Here are some random moments of humor that have spiced up my morning.


Kids get a little weird around holiday time. My 6 year son has been making a “top-secret” birthday present for me (if this thought doesn’t frighten every fiber of your being then you obviously don’t have a 6 year old boy in your household). Turns out he saw a cartoon where the kids were collecting items to make a facial mask for the mother and Mr 6 decided that sounded like a good idea. He has ignored the fact that the mother on the cartoon didn’t like the facial mask and that his own mother has repeatedly informed him that she doesn’t like facial masks either. This morning I found out that he had made one for me from a mixture of odd leaves found in a friends yard, chicken and guinea feathers, glue, beads and maybe the left-overs of his mushroom and fungus hunt. Oh yeah, I am really going to put that on my face.

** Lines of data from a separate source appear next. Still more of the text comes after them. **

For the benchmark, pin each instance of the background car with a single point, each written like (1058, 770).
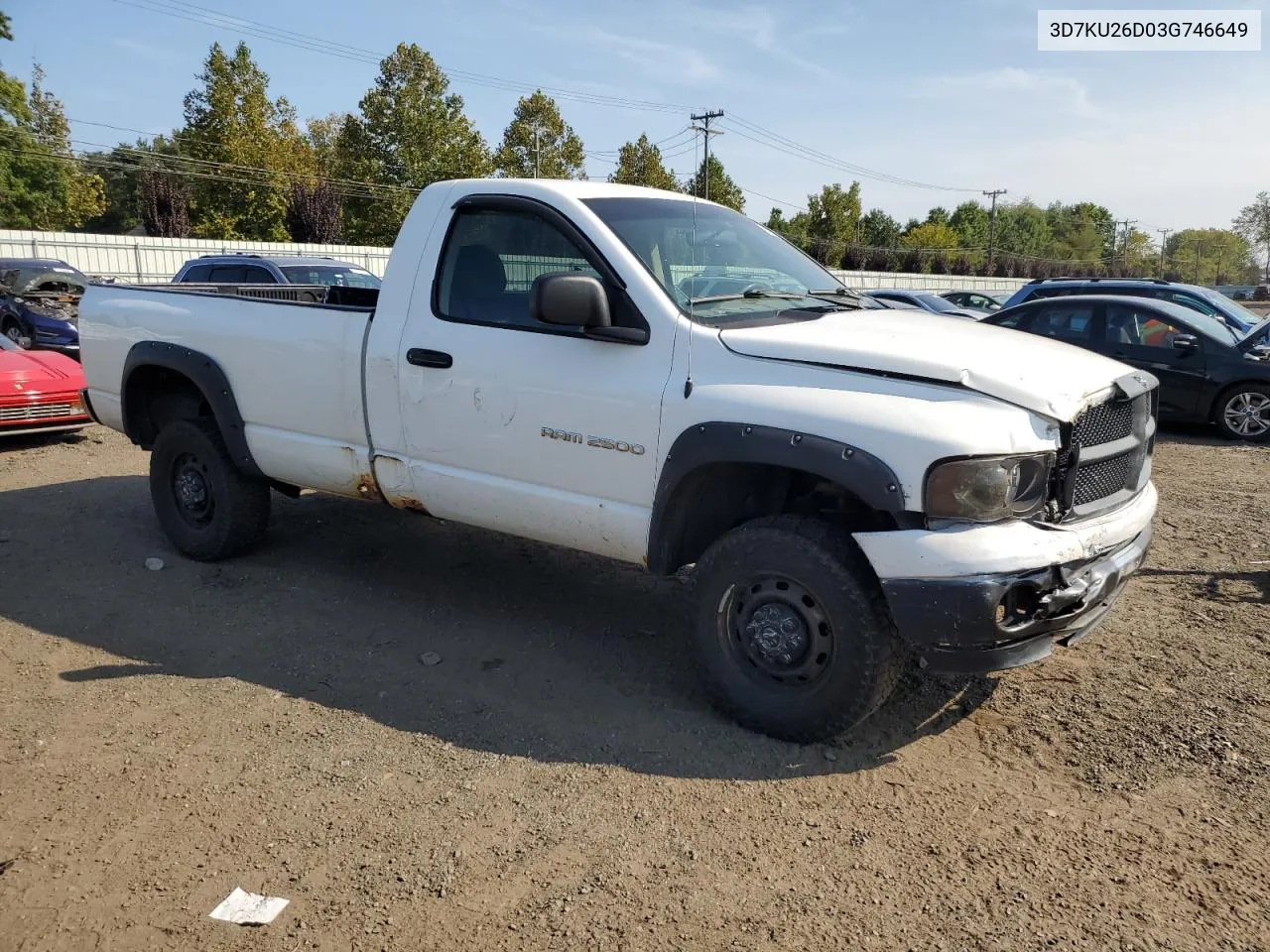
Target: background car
(922, 299)
(40, 391)
(985, 301)
(40, 303)
(1206, 371)
(1198, 298)
(277, 270)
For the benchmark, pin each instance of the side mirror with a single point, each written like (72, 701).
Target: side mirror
(570, 299)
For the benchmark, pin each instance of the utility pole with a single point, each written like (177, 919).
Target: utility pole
(1127, 222)
(992, 223)
(703, 128)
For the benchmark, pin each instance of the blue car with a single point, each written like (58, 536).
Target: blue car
(1206, 301)
(40, 303)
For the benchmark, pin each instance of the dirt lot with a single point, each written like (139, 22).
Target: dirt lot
(558, 782)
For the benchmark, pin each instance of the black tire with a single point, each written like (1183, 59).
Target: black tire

Conversation with the 11 year old that occurred in my bedroom this morning before I had my coffee.

Preteena: Mom, do you have any permanent markers?
Mom (skeptically): Yes
Preteena: May I borrow one?
Mr. 6 (fake-whispering** from the doorway): Tell her no!!


My husband has taken to making up daffy definitions for words this morning. Here are some of gems he shared via email at random points during the morning.

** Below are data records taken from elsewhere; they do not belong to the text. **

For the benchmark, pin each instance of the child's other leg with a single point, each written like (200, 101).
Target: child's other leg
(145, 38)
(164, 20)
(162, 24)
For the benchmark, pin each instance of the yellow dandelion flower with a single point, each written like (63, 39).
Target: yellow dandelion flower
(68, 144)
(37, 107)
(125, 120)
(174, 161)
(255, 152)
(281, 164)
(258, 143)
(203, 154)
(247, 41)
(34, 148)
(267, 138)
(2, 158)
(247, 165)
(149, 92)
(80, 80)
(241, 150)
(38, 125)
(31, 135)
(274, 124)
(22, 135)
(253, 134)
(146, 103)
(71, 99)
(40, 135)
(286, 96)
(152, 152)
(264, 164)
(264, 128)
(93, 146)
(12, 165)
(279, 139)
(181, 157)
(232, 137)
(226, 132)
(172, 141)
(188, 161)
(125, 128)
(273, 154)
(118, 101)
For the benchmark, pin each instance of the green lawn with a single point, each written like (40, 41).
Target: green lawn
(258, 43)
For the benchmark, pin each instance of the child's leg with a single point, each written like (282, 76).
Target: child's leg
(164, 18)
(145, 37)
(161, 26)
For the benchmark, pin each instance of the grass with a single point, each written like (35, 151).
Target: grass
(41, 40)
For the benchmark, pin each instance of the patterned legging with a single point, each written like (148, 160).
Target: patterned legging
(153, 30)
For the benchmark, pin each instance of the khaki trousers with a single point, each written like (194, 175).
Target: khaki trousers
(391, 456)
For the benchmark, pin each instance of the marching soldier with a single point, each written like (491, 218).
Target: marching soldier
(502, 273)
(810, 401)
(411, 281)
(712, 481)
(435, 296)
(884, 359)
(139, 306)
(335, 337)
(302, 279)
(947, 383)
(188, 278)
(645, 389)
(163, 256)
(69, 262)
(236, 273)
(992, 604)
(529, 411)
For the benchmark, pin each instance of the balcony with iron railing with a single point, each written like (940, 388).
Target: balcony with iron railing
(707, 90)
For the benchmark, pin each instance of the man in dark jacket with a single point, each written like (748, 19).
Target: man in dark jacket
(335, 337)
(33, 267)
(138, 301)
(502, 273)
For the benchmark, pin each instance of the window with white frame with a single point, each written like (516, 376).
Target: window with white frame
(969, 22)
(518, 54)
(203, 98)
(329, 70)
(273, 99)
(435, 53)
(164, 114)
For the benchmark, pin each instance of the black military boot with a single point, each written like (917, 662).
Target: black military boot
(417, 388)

Agnostic: An atheist who is afraid to commit.
Shotgun Wedding: A matter of wife or death.


Mr. 6 came running upstairs to my bedroom.

Mr. 6 (half-panting): “Mom, DO NOT go into the bathroom downstairs.”
Mom (skeptically): “Why son”?
Mr. 6: “Because Preteena has to go potty in the downstairs bathroom so you cannot go in there” (just so you know, potty visits at our home are not usually preceded with announcements)
Mom: “Okay, son”
Mr 6 (fake-whispering** down the stairs): “It’s Okay… Go ahead…. I’ll be the look-out.
Mom: (thinking to herself) “Oh no. Should I wait or dial 911 now.”
Mr. 6 (every 30 seconds for the next 5 minutes or so still fake-whispering**) “She’s still there.”

If you will excuse me now I have to go see if I still have a downstairs bathroom.


** For those who might not know, a fake-whisper is a method of communication that involves a very breathy half-yell executed with the hands placed on either side of the mouth in order to keep the words secret from someone in the room while allowing them to be heard by another. A favorite method of communication among the Under 7 age group.

Update:
There was no apparent damage to the downstairs bathroom. I don’t know what the kids were up to but it didn’t leave its usual destruction and devastation behind. For that I am very thankful.